—Eh bien, que ne les avez-vous conduits sur le chemin de la tour, vos amis, puisque la femme Capet s'y promène aujourd'hui avec sa sœur et sa fille; car ils lui ont laissé sa fille, à elle, tandis que moi, qui ne suis pas coupable, ils m'ont ôté la mienne. Oh! les aristocrates! il y aura toujours, quoi qu'on fasse, des faveurs pour eux, citoyen Maurice.

—Mais ils lui ont ôté son fils, répondit celui-ci.

—Ah! si j'avais un fils, murmura la geôlière, je crois que je regretterais moins ma fille.

Geneviève avait pendant ce temps-là échangé quelques regards avec Morand.

—Mon ami, dit la jeune femme à Maurice, la citoyenne a raison. Si vous vouliez, d'une façon quelconque, me placer sur le passage de Marie-Antoinette, cela me répugnerait moins que de la regarder d'ici. Il me semble que cette manière de voir les personnes est humiliante à la fois pour elles et pour nous.

—Bonne Geneviève, dit Maurice, vous avez donc toutes les délicatesses?

—Ah! pardieu! citoyenne, s'écria un des deux collègues de Maurice, qui déjeunait dans l'antichambre avec du pain et des saucisses, si vous étiez prisonnière et que la veuve Capet fût curieuse de vous voir, elle ne ferait pas tant de façons pour se passer cette fantaisie, la coquine.

Geneviève, par un mouvement plus rapide que l'éclair, tourna ses yeux vers Morand pour observer sur lui l'effet de ces injures.

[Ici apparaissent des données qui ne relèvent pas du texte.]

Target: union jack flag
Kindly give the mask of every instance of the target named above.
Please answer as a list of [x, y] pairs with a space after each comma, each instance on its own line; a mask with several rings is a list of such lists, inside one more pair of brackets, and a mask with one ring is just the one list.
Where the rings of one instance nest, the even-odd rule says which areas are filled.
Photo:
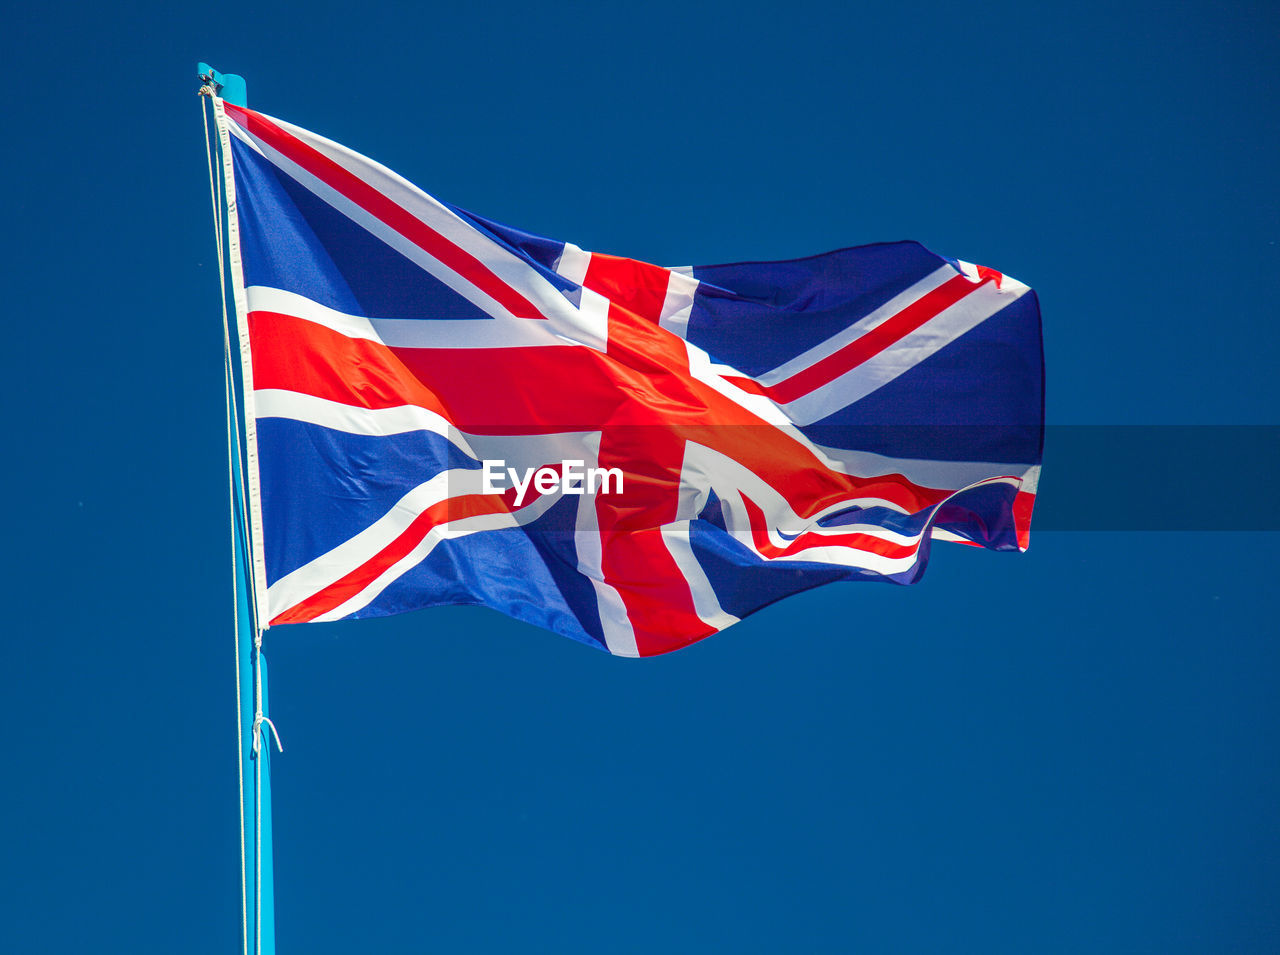
[[[590, 253], [215, 107], [271, 624], [480, 604], [648, 656], [821, 584], [914, 582], [932, 540], [1026, 548], [1022, 283], [915, 242]], [[565, 479], [509, 486], [535, 469]], [[617, 481], [580, 493], [591, 472]]]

En effet, Morand tressaillit; une lueur étrange, phosphorescente pour ainsi dire, jaillit de ses paupières, ses poings se crispèrent un moment; mais tous ces signes furent si rapides, qu'ils passèrent inaperçus.

—Comment s'appelle ce municipal? demanda-t-elle à Maurice.

—C'est le citoyen Mercevault, répondit le jeune homme.